Regulators can also be innovators themselves or enable innovation to secure better outcomes for consumers.

Let me give some examples of how the Lending Standards Board has done both these things.

Our Standards of Lending Practice for business customers are a great example of LSB as innovator.

Small businesses – SMEs – are themselves a source of innovation and growth in the UK economy. But most small businesses are not financial experts. They do, though, need to borrow in order to invest, to grow and to expand employment.

Until the launch of LSB’s Standards in March 2017, lending to SMEs was, however, unregulated, sitting outside FCA’s regulatory perimeter and exposing small businesses to the risks of poorly understood products and of unresponsive treatment by lenders.

Enter LSB in partnership with the industry.

We began work on developing the business Standards in October 2016 through a series of workshops that included registered firms, challenger banks that were not registered with the LSB, trade associations and the British Business Bank. We consulted business trade bodies (Federation of Small Businesses, Institute of Directors, EEF) and the All Party Parliamentary Group on Fair Business Banking.

The resulting Standards of Lending Practice for business customers applied to loan, overdraft, credit card and chargecard products provided to businesses which have a turnover of up to £6.5m. Commercial mortgages have subsequently come under the business Standards.

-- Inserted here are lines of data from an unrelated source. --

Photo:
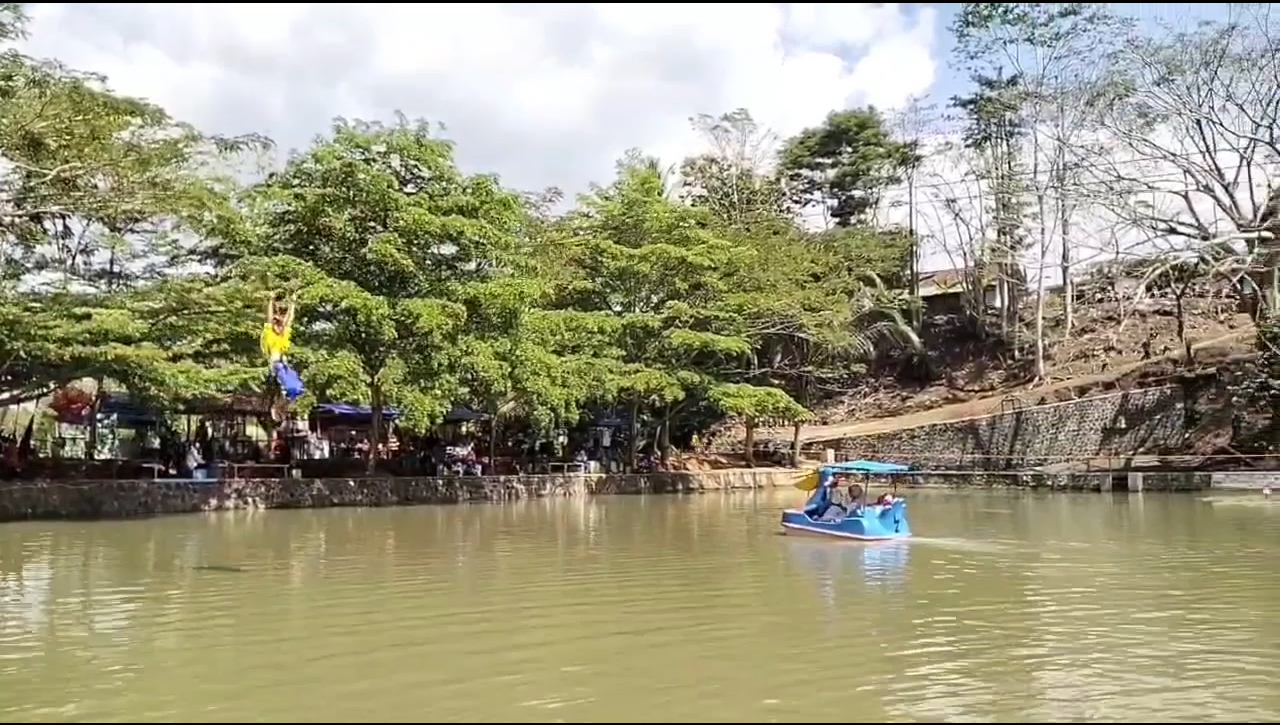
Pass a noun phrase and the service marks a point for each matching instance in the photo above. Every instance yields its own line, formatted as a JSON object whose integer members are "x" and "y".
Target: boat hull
{"x": 873, "y": 524}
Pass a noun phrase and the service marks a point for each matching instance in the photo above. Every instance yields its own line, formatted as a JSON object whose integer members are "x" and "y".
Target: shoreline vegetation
{"x": 112, "y": 500}
{"x": 749, "y": 291}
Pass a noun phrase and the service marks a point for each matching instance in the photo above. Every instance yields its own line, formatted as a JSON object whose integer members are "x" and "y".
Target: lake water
{"x": 1006, "y": 609}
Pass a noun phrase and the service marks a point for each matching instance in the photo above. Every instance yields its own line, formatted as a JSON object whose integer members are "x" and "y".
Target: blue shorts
{"x": 288, "y": 379}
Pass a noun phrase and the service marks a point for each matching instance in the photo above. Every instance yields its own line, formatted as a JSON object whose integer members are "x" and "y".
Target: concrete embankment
{"x": 126, "y": 498}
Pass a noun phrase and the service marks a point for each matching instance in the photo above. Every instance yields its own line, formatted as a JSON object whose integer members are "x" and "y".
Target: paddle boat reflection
{"x": 877, "y": 565}
{"x": 837, "y": 507}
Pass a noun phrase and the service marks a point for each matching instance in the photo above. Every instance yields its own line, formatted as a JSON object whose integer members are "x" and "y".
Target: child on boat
{"x": 277, "y": 338}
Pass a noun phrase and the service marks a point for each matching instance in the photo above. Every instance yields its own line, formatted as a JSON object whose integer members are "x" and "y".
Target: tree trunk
{"x": 1068, "y": 283}
{"x": 1040, "y": 286}
{"x": 795, "y": 443}
{"x": 664, "y": 437}
{"x": 375, "y": 431}
{"x": 493, "y": 438}
{"x": 91, "y": 441}
{"x": 634, "y": 438}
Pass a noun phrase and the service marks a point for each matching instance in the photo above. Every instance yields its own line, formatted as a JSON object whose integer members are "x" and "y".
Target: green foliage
{"x": 844, "y": 164}
{"x": 129, "y": 255}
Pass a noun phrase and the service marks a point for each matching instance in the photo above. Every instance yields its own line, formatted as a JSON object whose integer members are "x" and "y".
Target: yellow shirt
{"x": 275, "y": 345}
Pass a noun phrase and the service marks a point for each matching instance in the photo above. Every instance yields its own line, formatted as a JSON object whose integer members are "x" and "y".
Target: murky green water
{"x": 1008, "y": 609}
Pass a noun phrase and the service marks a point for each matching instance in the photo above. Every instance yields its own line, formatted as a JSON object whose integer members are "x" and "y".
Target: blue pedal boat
{"x": 858, "y": 520}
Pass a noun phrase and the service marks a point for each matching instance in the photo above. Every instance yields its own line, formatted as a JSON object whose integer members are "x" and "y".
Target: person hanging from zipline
{"x": 277, "y": 337}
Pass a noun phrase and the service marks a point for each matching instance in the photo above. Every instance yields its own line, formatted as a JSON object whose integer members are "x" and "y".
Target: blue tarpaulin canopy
{"x": 350, "y": 410}
{"x": 867, "y": 466}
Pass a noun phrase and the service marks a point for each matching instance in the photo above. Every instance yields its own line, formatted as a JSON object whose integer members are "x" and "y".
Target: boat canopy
{"x": 822, "y": 475}
{"x": 865, "y": 466}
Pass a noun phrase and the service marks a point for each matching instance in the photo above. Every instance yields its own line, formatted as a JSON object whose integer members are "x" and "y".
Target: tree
{"x": 103, "y": 199}
{"x": 1048, "y": 49}
{"x": 402, "y": 263}
{"x": 844, "y": 165}
{"x": 1189, "y": 117}
{"x": 732, "y": 179}
{"x": 993, "y": 132}
{"x": 659, "y": 279}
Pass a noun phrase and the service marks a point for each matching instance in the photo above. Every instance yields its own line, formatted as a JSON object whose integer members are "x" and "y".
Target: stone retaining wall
{"x": 1082, "y": 480}
{"x": 124, "y": 498}
{"x": 1116, "y": 424}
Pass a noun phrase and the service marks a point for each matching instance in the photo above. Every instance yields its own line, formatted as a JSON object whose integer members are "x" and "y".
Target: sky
{"x": 540, "y": 94}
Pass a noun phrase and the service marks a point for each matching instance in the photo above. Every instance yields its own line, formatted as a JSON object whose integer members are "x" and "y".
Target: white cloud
{"x": 543, "y": 94}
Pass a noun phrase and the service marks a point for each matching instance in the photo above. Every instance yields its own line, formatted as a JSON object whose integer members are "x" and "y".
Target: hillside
{"x": 1109, "y": 345}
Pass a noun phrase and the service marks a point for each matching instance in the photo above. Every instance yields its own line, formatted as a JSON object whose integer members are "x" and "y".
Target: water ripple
{"x": 647, "y": 609}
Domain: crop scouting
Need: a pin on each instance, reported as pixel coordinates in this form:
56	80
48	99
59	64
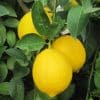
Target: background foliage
17	56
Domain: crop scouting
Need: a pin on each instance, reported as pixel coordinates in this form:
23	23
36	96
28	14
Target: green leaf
28	1
40	19
11	22
16	89
16	53
44	2
4	88
38	95
91	10
11	38
3	10
86	3
67	94
31	42
3	71
20	72
97	67
2	49
97	79
11	63
11	11
55	28
2	34
76	20
30	95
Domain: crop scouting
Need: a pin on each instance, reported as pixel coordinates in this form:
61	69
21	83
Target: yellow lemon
26	25
51	72
73	49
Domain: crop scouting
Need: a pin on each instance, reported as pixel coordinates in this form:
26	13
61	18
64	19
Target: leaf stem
90	77
54	9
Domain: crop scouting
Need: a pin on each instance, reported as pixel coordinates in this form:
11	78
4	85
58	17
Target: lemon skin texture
73	49
26	25
52	74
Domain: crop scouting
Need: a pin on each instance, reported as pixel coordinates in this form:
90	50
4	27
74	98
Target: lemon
73	49
52	74
26	25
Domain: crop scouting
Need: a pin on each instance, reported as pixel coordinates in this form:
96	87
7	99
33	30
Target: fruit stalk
23	6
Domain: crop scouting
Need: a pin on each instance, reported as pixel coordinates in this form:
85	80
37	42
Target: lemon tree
26	25
73	49
49	50
53	72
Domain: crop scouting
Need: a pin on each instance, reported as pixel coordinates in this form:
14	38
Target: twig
90	77
23	6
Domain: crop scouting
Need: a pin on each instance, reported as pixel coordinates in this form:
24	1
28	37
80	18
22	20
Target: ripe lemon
26	25
52	74
73	49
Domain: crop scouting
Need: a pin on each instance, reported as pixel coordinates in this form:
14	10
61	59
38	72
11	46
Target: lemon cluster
53	67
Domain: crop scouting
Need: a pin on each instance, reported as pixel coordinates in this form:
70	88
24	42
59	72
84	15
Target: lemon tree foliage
34	66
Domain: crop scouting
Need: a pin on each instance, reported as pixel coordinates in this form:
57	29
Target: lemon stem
49	44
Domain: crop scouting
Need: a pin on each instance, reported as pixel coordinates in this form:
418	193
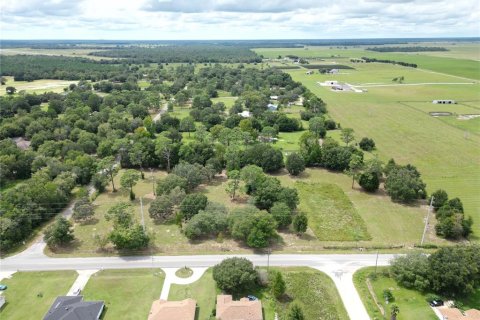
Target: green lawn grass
128	294
312	289
36	86
204	291
412	304
454	66
30	294
445	156
331	214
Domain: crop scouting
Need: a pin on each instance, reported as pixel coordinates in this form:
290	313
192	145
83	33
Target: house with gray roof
74	308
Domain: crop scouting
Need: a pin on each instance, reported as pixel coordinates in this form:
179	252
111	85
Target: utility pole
430	207
153	181
269	251
141	209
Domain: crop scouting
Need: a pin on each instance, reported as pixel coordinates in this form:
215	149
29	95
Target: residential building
74	308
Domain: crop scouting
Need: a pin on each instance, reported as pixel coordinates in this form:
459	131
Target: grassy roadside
128	294
312	289
30	294
412	304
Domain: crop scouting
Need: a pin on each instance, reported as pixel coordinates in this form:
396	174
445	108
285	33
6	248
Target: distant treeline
280	43
188	54
326	66
405	64
34	67
407	49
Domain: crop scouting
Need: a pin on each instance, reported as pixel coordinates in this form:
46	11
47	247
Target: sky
239	19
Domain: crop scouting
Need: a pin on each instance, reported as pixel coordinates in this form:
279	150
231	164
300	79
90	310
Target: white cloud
237	19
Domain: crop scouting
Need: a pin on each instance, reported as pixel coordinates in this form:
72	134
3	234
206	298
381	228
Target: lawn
128	294
444	154
412	304
312	289
30	294
36	86
331	214
457	66
203	290
387	223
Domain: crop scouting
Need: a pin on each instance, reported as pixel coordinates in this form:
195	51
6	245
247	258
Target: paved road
340	267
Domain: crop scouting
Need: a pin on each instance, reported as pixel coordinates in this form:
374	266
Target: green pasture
460	67
128	293
31	294
331	214
412	304
444	154
36	86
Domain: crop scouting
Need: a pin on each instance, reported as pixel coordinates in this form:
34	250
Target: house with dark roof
244	309
74	308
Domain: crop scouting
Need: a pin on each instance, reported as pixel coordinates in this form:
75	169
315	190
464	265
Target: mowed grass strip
331	214
128	294
204	291
315	292
30	294
412	304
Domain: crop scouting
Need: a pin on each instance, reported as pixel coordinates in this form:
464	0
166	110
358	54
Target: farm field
376	216
37	86
312	289
444	154
32	293
128	294
462	67
412	304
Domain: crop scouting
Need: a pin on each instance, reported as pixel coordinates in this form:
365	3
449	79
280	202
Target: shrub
295	164
192	204
367	144
235	275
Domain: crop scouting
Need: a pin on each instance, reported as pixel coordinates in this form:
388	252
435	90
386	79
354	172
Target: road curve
340	267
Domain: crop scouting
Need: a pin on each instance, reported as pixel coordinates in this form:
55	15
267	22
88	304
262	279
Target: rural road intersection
340	267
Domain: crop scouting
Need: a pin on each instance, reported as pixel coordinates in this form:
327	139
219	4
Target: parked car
436	303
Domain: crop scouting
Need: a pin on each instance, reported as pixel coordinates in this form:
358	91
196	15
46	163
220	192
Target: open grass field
312	289
412	304
447	157
458	66
331	214
30	294
366	216
204	291
387	223
36	86
82	53
128	294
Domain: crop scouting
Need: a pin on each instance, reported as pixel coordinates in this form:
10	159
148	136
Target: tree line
406	49
405	64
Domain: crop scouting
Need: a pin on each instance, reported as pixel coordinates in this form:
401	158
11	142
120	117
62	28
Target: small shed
444	102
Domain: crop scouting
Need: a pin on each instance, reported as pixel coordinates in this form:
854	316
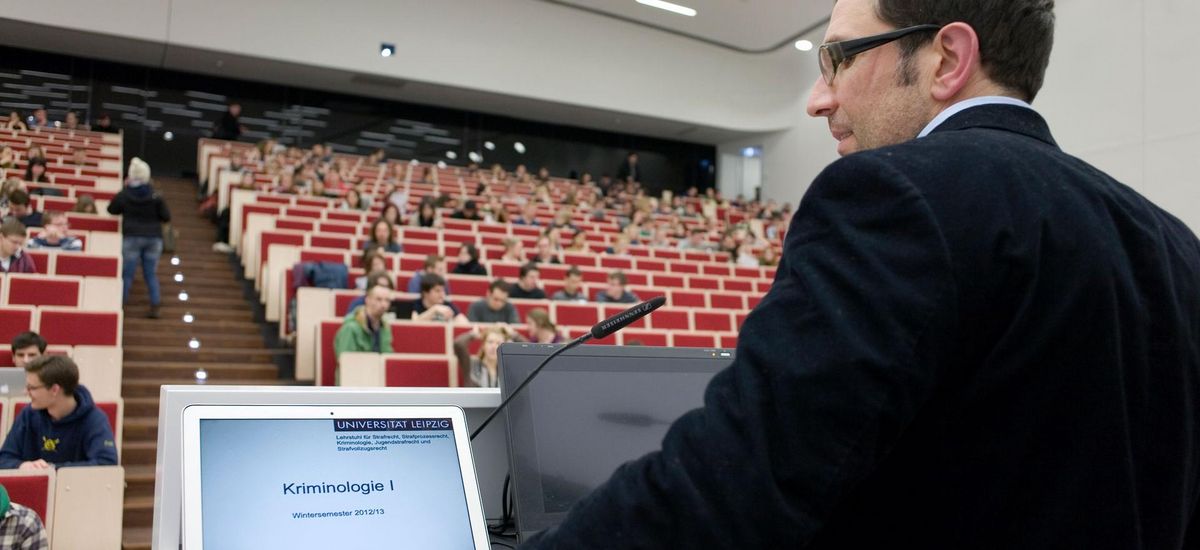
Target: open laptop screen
329	477
589	411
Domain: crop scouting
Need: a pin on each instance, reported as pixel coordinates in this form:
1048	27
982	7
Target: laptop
589	411
361	477
12	381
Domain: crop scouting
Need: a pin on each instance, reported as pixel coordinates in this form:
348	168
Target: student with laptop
61	425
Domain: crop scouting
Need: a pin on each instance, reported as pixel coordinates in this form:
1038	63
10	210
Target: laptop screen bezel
192	526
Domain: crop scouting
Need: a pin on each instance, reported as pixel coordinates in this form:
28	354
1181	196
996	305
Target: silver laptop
589	411
361	477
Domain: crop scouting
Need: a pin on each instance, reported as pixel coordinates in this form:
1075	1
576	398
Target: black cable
526	382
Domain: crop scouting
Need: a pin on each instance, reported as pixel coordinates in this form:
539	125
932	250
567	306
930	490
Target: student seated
12	240
616	292
25	347
573	287
54	234
432	304
61	425
495	308
365	329
527	284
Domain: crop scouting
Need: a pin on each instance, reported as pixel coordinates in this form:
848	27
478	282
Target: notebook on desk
589	411
370	477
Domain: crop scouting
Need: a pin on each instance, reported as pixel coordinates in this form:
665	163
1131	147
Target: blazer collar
1001	117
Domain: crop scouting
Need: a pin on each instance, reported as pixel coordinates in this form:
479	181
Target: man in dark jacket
61	425
143	214
973	339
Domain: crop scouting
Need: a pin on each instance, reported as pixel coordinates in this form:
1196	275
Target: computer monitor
589	411
490	449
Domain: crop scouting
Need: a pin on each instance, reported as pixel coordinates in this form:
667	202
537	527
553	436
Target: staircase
232	348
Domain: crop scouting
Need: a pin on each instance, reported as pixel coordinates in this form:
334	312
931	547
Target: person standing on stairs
143	214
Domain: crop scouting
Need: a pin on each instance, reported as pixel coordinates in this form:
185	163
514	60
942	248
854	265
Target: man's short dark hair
12	228
373	279
18	197
430	281
499	284
1015	36
527	268
27	339
55	370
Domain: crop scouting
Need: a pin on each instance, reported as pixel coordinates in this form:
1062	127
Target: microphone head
619	321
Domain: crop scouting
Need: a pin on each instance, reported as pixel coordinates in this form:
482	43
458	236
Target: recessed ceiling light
669	6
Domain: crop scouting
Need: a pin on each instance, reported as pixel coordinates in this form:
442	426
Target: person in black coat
973	339
143	214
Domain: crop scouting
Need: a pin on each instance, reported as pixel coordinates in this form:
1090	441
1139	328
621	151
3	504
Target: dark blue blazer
973	341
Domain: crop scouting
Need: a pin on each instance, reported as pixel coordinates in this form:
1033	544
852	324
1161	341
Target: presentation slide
336	483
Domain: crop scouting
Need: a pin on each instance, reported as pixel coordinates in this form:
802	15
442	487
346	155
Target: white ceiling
745	25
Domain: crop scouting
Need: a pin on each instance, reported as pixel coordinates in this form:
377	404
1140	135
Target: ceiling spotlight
669	6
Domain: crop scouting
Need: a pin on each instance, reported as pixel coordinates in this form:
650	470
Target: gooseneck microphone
600	330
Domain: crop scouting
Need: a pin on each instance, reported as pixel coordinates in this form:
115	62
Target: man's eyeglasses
833	54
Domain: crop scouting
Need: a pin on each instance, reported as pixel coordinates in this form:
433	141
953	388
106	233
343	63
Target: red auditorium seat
327	363
39	290
15	321
331	241
694	340
41	259
294	225
81	328
576	315
420	338
468	286
418	372
714	321
82	264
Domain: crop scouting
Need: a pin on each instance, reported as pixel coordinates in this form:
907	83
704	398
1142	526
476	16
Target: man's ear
958	47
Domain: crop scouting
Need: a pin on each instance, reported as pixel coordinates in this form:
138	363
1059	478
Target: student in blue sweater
61	426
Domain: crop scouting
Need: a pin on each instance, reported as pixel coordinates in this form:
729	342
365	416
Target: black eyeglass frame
833	54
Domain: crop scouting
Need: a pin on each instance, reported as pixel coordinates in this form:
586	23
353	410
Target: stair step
186	370
136	538
138	512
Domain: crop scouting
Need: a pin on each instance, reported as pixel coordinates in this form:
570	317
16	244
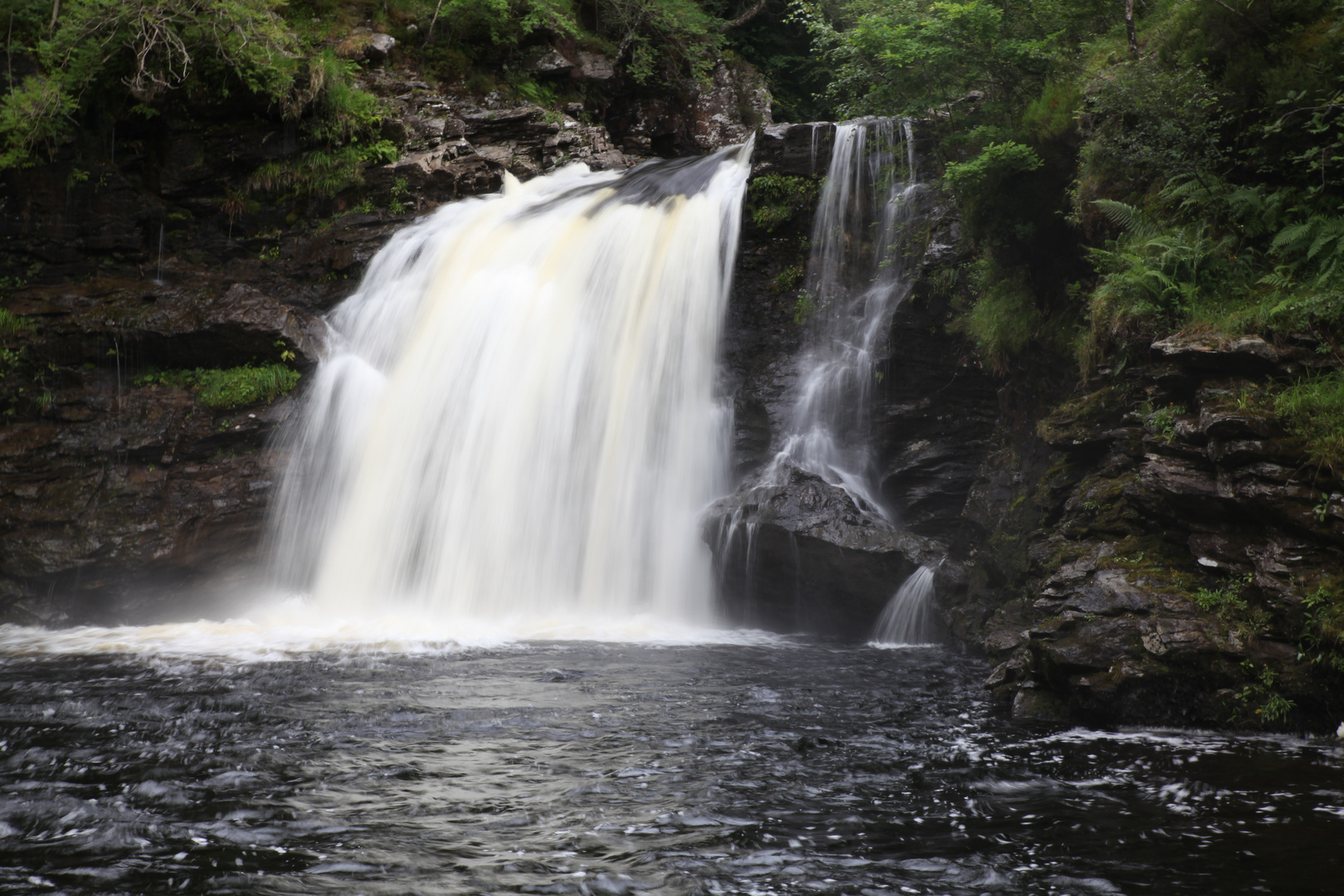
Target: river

And from this November the scope of the Standards – and hence the greater consistency of treatment they promote – expands further to include business customers up to a turnover of £25 million.
Additionally, with the agreement of Professor Russel Griggs and UK Finance, the LSB formally assumed responsibility for the oversight of the business lending appeals process on 1 April 2019.

So this is a great example of innovative regulation – fully supported by the industry itself – which will support the growth of the UK’s SME sector. It is striking that many of the signatories of LSB’s business Standards are also supporters of the new SME Finance Charter.

I’m pleased to say it is innovation that has also been recognised by LSB’s short-listing for a Credit Strategy Gamechanger award.

Regulators can also change the game in other ways too by promoting understanding of how innovation in the industry will affect consumers.

On this, why not listen to LSB’s Senior Insight Manager, Harry Hughes, in conversation with The ID Co’s CEO, James Varga in a recent podcast[1]? Their subject is the Future of Lending and, in particular, how banking data can be used to improve services and outcomes for consumers.

Now, I make no premature assumptions here about the future of open banking. Sharing data has risks as well as potential benefits for consumers.

But regulation – and LSB in particular – needs to be across these risks and opportunities, fostering understanding and ensuring that regulation facilitates the opportunities and manages the risk.

It’s about changing the game, but changing the game to improve outcomes for consumers.